Forde-Mazrui Examines Tradition Argument Against Same-Sex Marriage, Steps Down from Race and Law Center
by Mary Wood
Ninety percent of states have laws limiting marriage to opposite-sex couples. In litigation challenging such laws, states have defended them on the grounds that opposite-sex marriage is a tradition. Professor Kim Forde-Mazrui recently tackled the tradition argument in an article to be published in the University of Chicago Law Review.
Forde-Mazrui teaches constitutional law, criminal law, employment discrimination, and race and law. His scholarship examines constitutional equality, including race and sexual orientation, in contexts such as child placement, marriage, law enforcement, jury selection, affirmative action and reparations.
What is the tradition argument against same-sex marriage?
I focus on equal protection challenges to bans on same-sex marriage. In defending against such challenges, states often cite the traditional status of opposite-sex marriage as a justification for denying same-sex marriage. They argue that traditions defined by law for many generations reflect time-tested wisdom and that changing long-standing traditions may have unintended and irreversible consequences. In the case of traditional, opposite-sex marriage, they contend that permitting same-sex marriage could unalterably weaken the institution of marriage. Courts should, they conclude, uphold traditional marriage laws and leave it to the people and their elected officials to allow same-sex marriage if and when they are ready.
How do supporters of same-sex marriage respond to the tradition argument?
Same-sex marriage supporters contend that preserving tradition is an invalid justification for discriminatory laws, including laws that limit marriage to opposite-sex couples. Pointing to now-repudiated traditions, such as race and sex discrimination, they argue that progress on civil rights has been achieved by breaking with outmoded traditions of a less enlightened time. In the case of marriage, they contend, excluding same-sex couples from the institution unnecessarily burdens those couples and their families.

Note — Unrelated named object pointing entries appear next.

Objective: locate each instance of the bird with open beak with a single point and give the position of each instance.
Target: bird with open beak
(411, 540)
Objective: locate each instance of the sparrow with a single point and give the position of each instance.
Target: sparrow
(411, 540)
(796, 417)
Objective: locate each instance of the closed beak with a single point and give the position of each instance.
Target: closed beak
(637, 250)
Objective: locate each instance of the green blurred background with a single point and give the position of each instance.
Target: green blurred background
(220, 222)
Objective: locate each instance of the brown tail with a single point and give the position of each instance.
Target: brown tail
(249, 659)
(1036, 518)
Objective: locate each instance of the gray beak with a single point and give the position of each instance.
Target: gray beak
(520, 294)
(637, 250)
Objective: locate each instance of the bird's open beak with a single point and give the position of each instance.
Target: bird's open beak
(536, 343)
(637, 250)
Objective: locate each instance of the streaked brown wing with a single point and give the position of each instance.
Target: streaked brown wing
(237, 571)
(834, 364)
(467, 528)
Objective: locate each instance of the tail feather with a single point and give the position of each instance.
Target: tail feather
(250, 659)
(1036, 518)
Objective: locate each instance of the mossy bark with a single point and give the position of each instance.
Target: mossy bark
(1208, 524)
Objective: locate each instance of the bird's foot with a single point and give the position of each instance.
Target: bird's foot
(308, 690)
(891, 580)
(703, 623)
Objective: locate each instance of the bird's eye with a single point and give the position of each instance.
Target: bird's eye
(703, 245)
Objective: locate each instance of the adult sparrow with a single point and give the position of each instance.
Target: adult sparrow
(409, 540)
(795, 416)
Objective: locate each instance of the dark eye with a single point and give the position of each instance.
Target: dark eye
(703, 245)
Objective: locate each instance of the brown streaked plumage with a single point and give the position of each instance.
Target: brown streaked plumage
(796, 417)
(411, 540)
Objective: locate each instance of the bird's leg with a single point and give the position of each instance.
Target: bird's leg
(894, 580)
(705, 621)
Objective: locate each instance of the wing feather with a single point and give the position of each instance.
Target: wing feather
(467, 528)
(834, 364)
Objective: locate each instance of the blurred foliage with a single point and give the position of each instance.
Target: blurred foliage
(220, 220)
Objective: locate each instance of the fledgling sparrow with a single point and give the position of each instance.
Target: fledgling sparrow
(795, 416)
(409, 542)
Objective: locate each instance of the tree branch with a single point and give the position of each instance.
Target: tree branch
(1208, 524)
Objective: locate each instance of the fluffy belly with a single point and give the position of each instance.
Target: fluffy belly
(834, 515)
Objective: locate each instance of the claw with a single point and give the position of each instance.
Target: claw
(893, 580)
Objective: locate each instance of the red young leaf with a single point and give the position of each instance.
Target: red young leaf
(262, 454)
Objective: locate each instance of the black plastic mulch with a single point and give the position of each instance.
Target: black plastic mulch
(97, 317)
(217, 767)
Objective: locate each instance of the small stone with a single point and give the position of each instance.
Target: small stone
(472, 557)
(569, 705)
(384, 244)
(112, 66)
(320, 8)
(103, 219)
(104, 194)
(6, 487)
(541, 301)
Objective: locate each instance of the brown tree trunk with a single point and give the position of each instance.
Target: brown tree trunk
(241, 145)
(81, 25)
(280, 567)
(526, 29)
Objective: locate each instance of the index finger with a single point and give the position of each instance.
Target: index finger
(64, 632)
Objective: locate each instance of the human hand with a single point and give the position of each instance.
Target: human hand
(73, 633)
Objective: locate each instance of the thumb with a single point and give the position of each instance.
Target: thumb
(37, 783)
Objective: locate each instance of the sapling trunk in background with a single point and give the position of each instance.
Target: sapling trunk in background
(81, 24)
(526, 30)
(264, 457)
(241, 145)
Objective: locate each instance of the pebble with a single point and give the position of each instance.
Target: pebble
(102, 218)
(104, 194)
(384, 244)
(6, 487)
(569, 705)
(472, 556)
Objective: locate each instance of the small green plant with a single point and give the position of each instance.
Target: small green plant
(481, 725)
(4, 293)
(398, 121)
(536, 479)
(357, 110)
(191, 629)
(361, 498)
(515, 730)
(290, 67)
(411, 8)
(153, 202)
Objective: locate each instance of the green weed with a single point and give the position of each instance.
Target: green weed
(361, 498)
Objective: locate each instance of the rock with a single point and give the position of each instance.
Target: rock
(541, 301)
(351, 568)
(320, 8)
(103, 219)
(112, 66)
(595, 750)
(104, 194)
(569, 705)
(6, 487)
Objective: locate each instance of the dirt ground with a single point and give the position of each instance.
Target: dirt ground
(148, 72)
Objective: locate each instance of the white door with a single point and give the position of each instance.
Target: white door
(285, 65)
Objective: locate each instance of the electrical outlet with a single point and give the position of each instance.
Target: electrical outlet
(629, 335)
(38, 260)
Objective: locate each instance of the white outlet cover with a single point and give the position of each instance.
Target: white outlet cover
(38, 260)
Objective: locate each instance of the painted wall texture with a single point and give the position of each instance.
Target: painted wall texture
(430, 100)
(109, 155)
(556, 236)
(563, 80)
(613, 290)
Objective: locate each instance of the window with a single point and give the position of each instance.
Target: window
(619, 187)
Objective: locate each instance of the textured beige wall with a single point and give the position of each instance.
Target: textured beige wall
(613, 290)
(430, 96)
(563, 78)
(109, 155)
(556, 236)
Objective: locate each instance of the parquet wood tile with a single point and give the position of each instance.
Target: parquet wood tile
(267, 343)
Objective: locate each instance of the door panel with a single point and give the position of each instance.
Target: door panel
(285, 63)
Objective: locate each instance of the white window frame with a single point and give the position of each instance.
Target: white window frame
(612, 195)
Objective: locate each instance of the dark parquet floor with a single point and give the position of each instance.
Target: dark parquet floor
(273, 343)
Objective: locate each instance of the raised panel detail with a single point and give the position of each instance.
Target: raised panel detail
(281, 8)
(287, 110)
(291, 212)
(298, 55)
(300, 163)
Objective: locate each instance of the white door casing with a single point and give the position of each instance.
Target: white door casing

In your forthcoming article, you conclude that preserving tradition can legally justify bans on same-sex marriage. Why?
I conclude that tradition can serve as a legally sufficient justification for a law challenged on equal protection grounds if a court applies the most deferential standard of rational basis scrutiny. Under that standard, a court asks only whether there is any conceivable basis supporting the challenged law. The long-standing nature of a tradition, including that of opposite-sex marriage, does provide some reason to assume the tradition has been useful to society. The tradition-based assumption is not utterly implausible and, accordingly, a court requiring only some conceivable rationale could uphold same-sex marriage bans.
Your article argues, however, that courts should treat tradition as a “suspicious” justification. What do you mean?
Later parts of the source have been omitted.